La cocina es grande, tanto como para que este grupo variopinto que se arma al caer la tarde, una vez a la semana, se arremoline en torno de algún fuego, o se disgregue, cuando llega la orden, y reagrupe alrededor de tablas, cuchillos, zanahorias, cebollas. De a dos en dos, de a tres, de a uno: la función manda. En un rato, todo sin una mínima duda. O mejor dicho: entre chistes. Porque aquí no se conocía nadie hasta hace algunas semanas, pero ahora alcanza entrar en la cocina para llevarse la impresión de que esta docena de amigos lleva años entre ollas, sartenes y especias. “Fijate vos después la sal que ponés”, advierte Betty a la saladora oficial del momento, mientras alguien más explica a la cronista, más por chicanear que por compartir información: “Ella no puede comer sal”. El dedito apunta a Elsa –quien después contará que es hija “de madre y padre armenios”, que “mi vieja sobrevivió al genocidio. 101 años, imaginate”–, que en cuanto se percata contraataca: “Veinte pastillas me voy a tener que tomar hoy. La presión”. “Bueno, pero es sal natural”. “¡El sudor de tu frente!”

“El 90 por ciento (de quienes vienen) quiere aprender y distraerse”, cuenta Diego, el hijo de Beatriz y alma pater, por así decir, de Dibet, la firma que organiza los cursos de cocina como parte de las actividades de una revista homónima que lleva catorce años, es pionera en la comunidad armenia y tiene algunas publicaciones gastronómicas. Los cursos llevan ya nueve años tomando prestadas hornallas y mesadas y hornos del Colegio Mekhitarista, una institución armenia en un edificio adorable de Belgrano R que, como la comida, es una historia de familia que se comparte: allí estudió Diego, allí estudian sus hijos, allí enseña a cocinar, como actividad extracurricular a armenios y no armenios, su madre. (Allí, también, cada viernes funciona un restaurante muy particular en el comedor: chicas y chicos atienden las mesas, padres y madres cocinan; así recaudan fondos para su viaje de fin de curso.)

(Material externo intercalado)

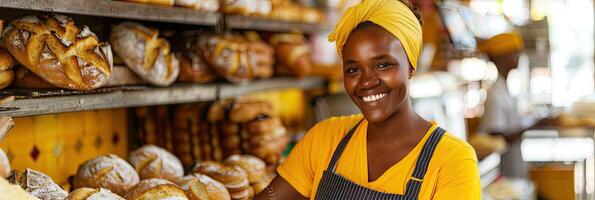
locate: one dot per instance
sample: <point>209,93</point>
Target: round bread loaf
<point>156,189</point>
<point>254,166</point>
<point>37,184</point>
<point>86,193</point>
<point>151,161</point>
<point>215,189</point>
<point>235,179</point>
<point>4,165</point>
<point>109,171</point>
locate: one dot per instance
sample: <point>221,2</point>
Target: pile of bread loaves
<point>55,52</point>
<point>285,10</point>
<point>151,173</point>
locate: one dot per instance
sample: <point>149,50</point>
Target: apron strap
<point>414,184</point>
<point>341,147</point>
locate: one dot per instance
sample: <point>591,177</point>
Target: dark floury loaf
<point>151,161</point>
<point>37,184</point>
<point>60,52</point>
<point>110,172</point>
<point>93,194</point>
<point>145,53</point>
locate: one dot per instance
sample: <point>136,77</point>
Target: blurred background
<point>244,62</point>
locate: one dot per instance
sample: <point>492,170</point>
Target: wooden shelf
<point>117,9</point>
<point>178,93</point>
<point>264,24</point>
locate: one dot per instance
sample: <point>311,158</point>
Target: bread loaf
<point>86,193</point>
<point>4,165</point>
<point>6,64</point>
<point>235,179</point>
<point>60,52</point>
<point>151,161</point>
<point>37,184</point>
<point>156,189</point>
<point>193,69</point>
<point>215,189</point>
<point>110,172</point>
<point>145,53</point>
<point>254,166</point>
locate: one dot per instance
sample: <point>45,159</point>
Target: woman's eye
<point>351,70</point>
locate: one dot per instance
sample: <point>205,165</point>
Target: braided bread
<point>60,52</point>
<point>145,53</point>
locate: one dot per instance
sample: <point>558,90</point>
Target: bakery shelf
<point>178,93</point>
<point>117,9</point>
<point>264,24</point>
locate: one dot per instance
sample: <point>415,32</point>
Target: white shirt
<point>501,113</point>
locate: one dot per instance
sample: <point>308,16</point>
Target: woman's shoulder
<point>453,148</point>
<point>333,128</point>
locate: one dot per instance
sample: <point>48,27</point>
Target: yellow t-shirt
<point>452,172</point>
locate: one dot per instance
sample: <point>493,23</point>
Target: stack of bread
<point>249,127</point>
<point>236,58</point>
<point>61,53</point>
<point>292,54</point>
<point>287,10</point>
<point>6,63</point>
<point>234,178</point>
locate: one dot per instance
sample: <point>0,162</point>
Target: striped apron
<point>335,186</point>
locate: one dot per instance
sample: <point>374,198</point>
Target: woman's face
<point>375,72</point>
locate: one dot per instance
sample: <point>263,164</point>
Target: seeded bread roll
<point>151,161</point>
<point>156,189</point>
<point>37,184</point>
<point>93,194</point>
<point>110,172</point>
<point>254,166</point>
<point>4,165</point>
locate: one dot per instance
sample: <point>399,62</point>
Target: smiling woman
<point>388,152</point>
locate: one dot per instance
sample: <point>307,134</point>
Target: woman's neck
<point>403,124</point>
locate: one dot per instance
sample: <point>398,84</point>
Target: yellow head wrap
<point>502,44</point>
<point>392,15</point>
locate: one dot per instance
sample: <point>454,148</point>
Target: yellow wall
<point>64,141</point>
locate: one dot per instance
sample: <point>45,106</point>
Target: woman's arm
<point>279,189</point>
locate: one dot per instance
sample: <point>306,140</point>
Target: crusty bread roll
<point>156,189</point>
<point>235,179</point>
<point>60,52</point>
<point>6,72</point>
<point>151,161</point>
<point>4,165</point>
<point>109,171</point>
<point>145,53</point>
<point>37,184</point>
<point>93,194</point>
<point>215,189</point>
<point>254,166</point>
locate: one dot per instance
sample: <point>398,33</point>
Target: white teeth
<point>374,97</point>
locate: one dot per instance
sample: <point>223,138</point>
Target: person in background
<point>501,116</point>
<point>388,151</point>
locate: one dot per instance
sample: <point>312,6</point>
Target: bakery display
<point>4,164</point>
<point>292,54</point>
<point>109,171</point>
<point>151,161</point>
<point>193,185</point>
<point>37,184</point>
<point>254,166</point>
<point>93,194</point>
<point>145,53</point>
<point>58,51</point>
<point>156,189</point>
<point>235,179</point>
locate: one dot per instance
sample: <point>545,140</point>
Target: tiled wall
<point>57,144</point>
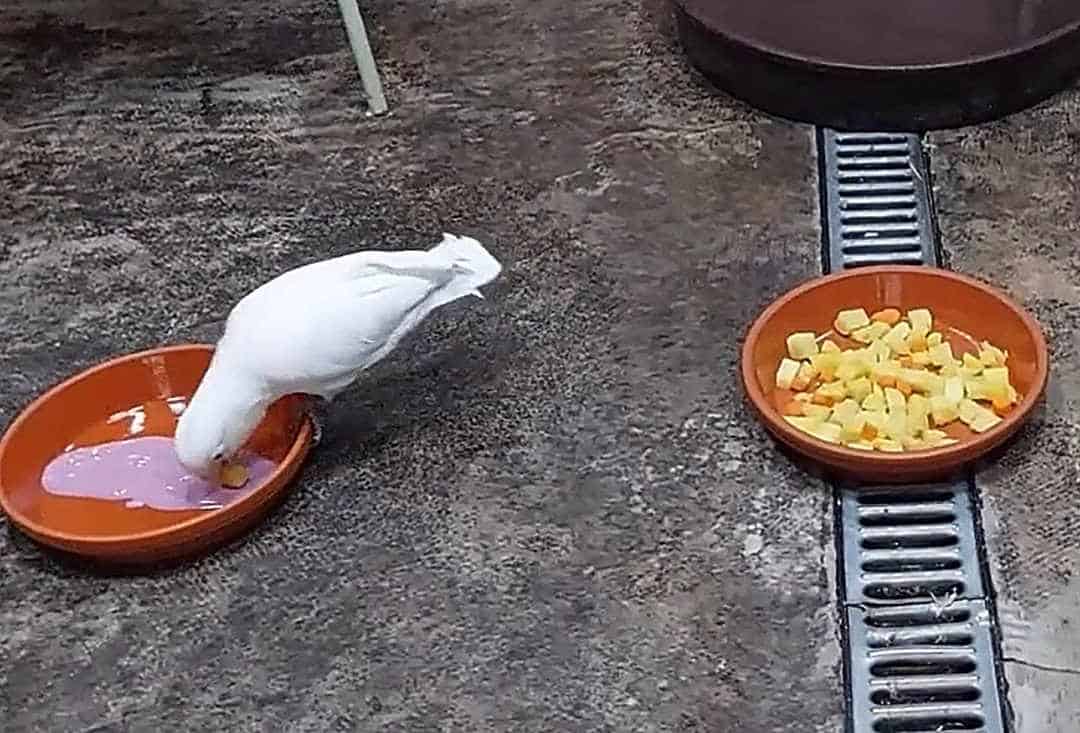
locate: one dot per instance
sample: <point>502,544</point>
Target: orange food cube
<point>889,315</point>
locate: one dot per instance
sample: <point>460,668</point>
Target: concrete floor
<point>549,511</point>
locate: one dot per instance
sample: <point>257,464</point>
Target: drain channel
<point>921,655</point>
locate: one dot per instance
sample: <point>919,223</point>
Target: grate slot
<point>877,206</point>
<point>920,651</point>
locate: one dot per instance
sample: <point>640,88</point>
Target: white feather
<point>314,329</point>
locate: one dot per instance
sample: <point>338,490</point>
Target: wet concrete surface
<point>1009,201</point>
<point>549,511</point>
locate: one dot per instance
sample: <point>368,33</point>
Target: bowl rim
<point>878,459</point>
<point>251,501</point>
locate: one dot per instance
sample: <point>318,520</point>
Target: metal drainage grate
<point>920,630</point>
<point>876,199</point>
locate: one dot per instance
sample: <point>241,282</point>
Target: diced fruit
<point>941,354</point>
<point>871,333</point>
<point>860,389</point>
<point>807,374</point>
<point>918,341</point>
<point>801,345</point>
<point>921,320</point>
<point>896,338</point>
<point>894,401</point>
<point>954,390</point>
<point>845,411</point>
<point>786,374</point>
<point>874,402</point>
<point>943,410</point>
<point>848,322</point>
<point>976,417</point>
<point>898,390</point>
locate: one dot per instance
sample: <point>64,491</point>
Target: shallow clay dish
<point>960,304</point>
<point>106,530</point>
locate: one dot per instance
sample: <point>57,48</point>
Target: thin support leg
<point>362,52</point>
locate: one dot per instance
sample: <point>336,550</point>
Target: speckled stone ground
<point>548,512</point>
<point>1009,201</point>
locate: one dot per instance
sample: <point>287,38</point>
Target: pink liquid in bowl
<point>144,472</point>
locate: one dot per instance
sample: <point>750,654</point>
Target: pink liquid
<point>144,472</point>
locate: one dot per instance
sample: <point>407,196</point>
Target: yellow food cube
<point>896,338</point>
<point>944,410</point>
<point>845,411</point>
<point>871,333</point>
<point>860,389</point>
<point>990,355</point>
<point>878,352</point>
<point>918,415</point>
<point>976,417</point>
<point>807,372</point>
<point>826,361</point>
<point>833,392</point>
<point>852,430</point>
<point>875,401</point>
<point>895,425</point>
<point>875,419</point>
<point>921,320</point>
<point>942,354</point>
<point>894,401</point>
<point>786,374</point>
<point>922,381</point>
<point>954,390</point>
<point>848,322</point>
<point>802,344</point>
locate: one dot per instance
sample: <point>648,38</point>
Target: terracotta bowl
<point>959,303</point>
<point>110,531</point>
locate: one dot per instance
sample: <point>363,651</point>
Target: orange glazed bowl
<point>961,306</point>
<point>77,412</point>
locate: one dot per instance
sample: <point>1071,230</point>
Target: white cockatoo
<point>312,330</point>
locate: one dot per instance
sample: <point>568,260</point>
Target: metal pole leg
<point>362,52</point>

“De boca en boca se conoció. Siempre a alguien le interesa o probó o le dijeron que era rica la comida armenia. Alguien hizo este curso y lo recomienda. Y la gente va viniendo.” El estudio de mercado informal que resume Diego da cuenta, también, de que con Internet (www.cursococinaarmenia.com.ar) registró cierto estallido: “Es como que cualquiera puede, buscando un poco, acceder a la información, llamar, preguntar. Y terminan viniendo”.

Hoy toca kefté (carne macerada con trigo y limón), puerros en aceite, shamalí (un postre de sémola): un menú completo. Entre tanto, Mauro, el abogado que antes de éste hizo un curso de cocina japonesa y antes otros tantos, advierte que no hay como este hobbie: “Venís y te olvidás de todo. Te de-senganchás”. Fernando, que en la semana se dedica a sistemas, completa el menú descongelando en el microondas la tarea que le había encomendado Betty: una musaka hecha en su casa y que toda la clase evaluará. Porque el cierre, aun cuando queden porciones para que cada uno se lleve, es la degustación colectiva: abogados, analistas de sistemas, docentes, chefs (en tren de ampliar repertorios), cenan juntos esa noche, en esa suerte de mesa organizada por una afinidad colectiva azarosa. Antes, casi todos sacan los celulares y arremeten: hay que inmortalizar el plato en una foto. Cuando llegan a sus casas, ¿les piden que cocinen lo que acaban de aprender? “Sí, pero que esperen.”